Thursday 21 April 2011

MEEKS CUTOFF

(Kelly Reichert, 2010)

Deliberate and confident in its pacing, Reichert's film is a Western like they used to make them in the 1970s; not just revisionist but challenging the genre's most basic assumptions and markers. Following three families who have broken off from a Wagon Train in the Great Plains of Oregon, led by a grizzled, almost self-consciously mythic Scout named Steven Meek, it's rhythms are suggestive more of art cinema than the Western. Slow pans and extremely gradual dissolves establish the visual scheme of the film, and Reichert repeatedly captures figures isolated against vast landscapes and immense skies as they plod relentlessly across the country.
The characters are indicated through observation, their various dynamics sketched beautifully in the films first act as their situation worsens and they are stretched and tested as people. They are lost and beginning to doubt their guides ability to lead them competently, and tensions grow between the couples, especially when they capture a lone Indian and Meek wants to kill him.
The Indian is an unknowable, implacable presence in their midst and a big element of the mysterious quality that makes the film such a fascinating and occasionally demanding watch.

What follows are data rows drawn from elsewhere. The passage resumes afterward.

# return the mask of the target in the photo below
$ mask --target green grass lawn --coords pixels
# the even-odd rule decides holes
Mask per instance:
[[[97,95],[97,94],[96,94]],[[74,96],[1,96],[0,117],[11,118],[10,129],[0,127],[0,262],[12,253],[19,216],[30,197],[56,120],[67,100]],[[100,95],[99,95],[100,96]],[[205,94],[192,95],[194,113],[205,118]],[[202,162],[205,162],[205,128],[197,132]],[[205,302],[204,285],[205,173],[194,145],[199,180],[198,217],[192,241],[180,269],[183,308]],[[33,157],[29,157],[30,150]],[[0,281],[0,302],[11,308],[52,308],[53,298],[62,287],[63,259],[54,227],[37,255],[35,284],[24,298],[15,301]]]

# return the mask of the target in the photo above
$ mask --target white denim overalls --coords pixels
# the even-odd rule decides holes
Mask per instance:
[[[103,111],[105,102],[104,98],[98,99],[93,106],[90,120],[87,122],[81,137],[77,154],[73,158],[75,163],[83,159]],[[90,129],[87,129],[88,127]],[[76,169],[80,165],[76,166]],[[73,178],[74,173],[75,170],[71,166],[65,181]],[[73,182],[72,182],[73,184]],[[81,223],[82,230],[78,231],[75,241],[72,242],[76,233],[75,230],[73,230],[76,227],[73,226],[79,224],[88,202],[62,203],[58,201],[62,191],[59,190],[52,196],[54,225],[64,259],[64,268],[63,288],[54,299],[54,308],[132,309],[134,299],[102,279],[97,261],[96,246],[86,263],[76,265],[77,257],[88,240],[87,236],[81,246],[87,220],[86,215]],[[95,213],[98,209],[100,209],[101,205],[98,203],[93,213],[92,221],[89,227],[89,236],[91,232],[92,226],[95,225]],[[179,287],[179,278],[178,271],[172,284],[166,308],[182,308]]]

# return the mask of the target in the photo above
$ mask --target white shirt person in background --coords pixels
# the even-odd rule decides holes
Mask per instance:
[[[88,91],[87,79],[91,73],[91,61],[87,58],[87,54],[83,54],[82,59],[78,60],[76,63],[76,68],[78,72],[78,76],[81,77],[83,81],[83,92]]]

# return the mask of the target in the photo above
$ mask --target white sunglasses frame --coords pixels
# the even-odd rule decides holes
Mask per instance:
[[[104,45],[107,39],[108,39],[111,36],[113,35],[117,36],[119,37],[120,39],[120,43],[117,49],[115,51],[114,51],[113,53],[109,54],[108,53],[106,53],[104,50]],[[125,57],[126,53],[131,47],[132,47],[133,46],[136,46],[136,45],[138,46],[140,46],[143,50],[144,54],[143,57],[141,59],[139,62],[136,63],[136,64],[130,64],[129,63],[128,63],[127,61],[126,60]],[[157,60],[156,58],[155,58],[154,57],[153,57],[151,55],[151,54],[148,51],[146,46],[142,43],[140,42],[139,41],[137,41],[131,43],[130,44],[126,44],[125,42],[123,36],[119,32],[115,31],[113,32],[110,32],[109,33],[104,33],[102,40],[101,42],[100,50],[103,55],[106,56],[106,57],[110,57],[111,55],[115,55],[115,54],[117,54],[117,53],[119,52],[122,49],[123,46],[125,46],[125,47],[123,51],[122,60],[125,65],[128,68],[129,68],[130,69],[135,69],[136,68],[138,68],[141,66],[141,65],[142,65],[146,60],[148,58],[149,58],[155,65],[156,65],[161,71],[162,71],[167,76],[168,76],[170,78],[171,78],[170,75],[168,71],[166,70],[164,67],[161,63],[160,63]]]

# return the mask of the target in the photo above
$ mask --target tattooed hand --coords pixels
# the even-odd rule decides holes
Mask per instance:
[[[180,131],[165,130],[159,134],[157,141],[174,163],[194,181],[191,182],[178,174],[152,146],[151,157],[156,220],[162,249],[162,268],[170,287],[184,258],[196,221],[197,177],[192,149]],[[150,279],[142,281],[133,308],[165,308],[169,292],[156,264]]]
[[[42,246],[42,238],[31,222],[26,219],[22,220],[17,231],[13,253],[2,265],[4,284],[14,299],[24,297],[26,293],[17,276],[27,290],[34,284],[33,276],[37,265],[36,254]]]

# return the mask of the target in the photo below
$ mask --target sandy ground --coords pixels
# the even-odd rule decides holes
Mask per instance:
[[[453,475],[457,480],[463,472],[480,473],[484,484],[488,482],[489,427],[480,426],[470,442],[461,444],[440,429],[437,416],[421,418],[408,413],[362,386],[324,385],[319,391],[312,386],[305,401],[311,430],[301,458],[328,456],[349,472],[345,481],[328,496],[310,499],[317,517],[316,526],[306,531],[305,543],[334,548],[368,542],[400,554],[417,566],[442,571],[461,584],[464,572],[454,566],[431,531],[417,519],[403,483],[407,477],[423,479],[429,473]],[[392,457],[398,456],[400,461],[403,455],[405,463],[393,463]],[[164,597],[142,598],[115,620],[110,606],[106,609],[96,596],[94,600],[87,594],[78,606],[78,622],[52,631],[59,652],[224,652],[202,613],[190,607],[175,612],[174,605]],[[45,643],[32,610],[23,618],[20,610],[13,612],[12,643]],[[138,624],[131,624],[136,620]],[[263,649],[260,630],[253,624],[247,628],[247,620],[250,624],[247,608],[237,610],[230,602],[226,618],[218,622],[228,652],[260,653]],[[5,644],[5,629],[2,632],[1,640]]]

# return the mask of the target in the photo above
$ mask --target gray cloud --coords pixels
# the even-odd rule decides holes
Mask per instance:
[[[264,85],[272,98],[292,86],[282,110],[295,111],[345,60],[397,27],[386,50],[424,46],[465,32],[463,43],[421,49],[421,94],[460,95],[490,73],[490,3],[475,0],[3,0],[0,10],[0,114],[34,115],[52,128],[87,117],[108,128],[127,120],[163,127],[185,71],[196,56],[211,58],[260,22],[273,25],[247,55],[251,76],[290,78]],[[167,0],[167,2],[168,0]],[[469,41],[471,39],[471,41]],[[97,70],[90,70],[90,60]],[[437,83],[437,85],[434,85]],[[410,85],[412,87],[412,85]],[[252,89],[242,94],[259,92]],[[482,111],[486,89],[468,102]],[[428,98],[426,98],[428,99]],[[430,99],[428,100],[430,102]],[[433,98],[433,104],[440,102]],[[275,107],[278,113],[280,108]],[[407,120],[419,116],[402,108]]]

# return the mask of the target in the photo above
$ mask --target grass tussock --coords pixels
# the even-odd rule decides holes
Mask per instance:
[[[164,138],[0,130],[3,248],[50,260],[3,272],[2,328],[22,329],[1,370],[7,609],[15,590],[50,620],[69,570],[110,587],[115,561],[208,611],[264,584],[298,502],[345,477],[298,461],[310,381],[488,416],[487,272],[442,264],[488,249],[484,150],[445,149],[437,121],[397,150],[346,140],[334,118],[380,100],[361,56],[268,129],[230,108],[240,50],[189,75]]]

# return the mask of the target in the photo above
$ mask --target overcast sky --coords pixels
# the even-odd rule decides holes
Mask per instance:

The excellent cast - in which Michelle Williams and Bruce Greenwood are the standouts - combat that difficulty, as does Reichert's sure hand with her regular collaborator Jonathan Raymond's excellent script, always ensuring that the problem at the heart of the plot is foregrounded and expressed through the interplay of her vividly drawn characters.
The feminist angle is obvious but never overstated. This is a film that wants to show what it was like to be a woman on the frontier; not a whore or a female gunslinger, but a married woman in search of a future with her husband and family. The part Williams' character plays in the story is a subtle criticism of how the genre usually ignores the female perspective entirely, and yet the film integrates that into its ensemble portrayal of these pioneers and a sustained study in landscape cinematography.